The answer is shortly. The Under–;Secretary of State for Health, my hon. Friend the Member for Welwyn Hatfield (Miss Johnson). has been working hard on this. and it should not be too long before we can make a public announcement.

Mr. Tom Harris (Glasgow. Cathcart) (Lab):

At this time of year, the National Blood Service encourages donors to make time in our busy schedules to ensure that we give blood. The timing of the announcement is probably unhelpful, because a number of people will understandably be reluctant to give blood, as happened following incidents in the 1980s and 1990s. What reassurance can my right hon. Friend offer blood donors to encourage them to continue giving blood and reassure them that that is a valuable thing to do?
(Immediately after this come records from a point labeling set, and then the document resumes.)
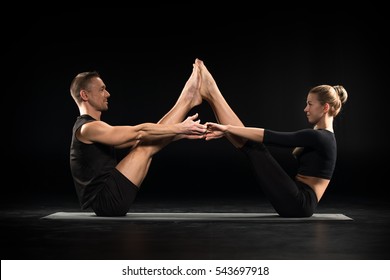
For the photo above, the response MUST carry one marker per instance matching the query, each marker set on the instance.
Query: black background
(264, 62)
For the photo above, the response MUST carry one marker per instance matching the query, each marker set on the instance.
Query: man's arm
(99, 131)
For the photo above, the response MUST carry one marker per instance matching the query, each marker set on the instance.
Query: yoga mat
(191, 216)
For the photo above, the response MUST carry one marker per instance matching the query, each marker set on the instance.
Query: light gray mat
(191, 216)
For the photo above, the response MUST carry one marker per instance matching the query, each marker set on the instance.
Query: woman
(315, 149)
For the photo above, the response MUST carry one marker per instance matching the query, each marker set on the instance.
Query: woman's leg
(287, 198)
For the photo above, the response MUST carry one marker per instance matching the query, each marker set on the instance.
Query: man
(103, 184)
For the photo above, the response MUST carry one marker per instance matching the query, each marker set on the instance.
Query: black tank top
(90, 164)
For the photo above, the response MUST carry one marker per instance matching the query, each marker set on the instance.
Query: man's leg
(136, 164)
(222, 110)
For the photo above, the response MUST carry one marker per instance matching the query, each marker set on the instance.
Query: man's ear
(84, 94)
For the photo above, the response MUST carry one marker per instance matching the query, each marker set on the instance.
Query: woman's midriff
(318, 185)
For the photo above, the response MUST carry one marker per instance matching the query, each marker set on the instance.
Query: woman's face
(314, 109)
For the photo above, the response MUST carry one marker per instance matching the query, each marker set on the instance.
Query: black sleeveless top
(90, 164)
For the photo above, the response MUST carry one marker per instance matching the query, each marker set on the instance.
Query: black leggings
(290, 198)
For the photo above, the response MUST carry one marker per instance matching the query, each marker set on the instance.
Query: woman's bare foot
(208, 84)
(191, 90)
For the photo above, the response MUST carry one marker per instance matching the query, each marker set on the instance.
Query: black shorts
(116, 196)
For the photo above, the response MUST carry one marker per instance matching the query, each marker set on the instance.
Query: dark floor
(26, 236)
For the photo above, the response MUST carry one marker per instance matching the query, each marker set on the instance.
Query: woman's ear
(326, 107)
(84, 94)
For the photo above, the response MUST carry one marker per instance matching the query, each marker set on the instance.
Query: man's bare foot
(191, 90)
(208, 84)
Furthermore, can my right hon. Friend advise—

Mr. Speaker

Order. The hon. Gentleman has only one question.

Dr. Reid

At this late stage in the questions, I thank my hon. Friend for giving me the opportunity to make the position clear. People who give blood in this country perform a great and valuable service. I thank them for everything that they have done in the past, and we shall continue to seek their support in the future. Nothing that we have said today should in any way diminish the fact that over the years the lives of thousands, perhaps hundreds of thousands or even millions, of people have been improved, protected and saved by the public service performed by blood donors. As we approach Christmas and the new year and all the difficulties of the season, I hope that everyone remembers that, and will continue to give blood as a service to their fellow citizens.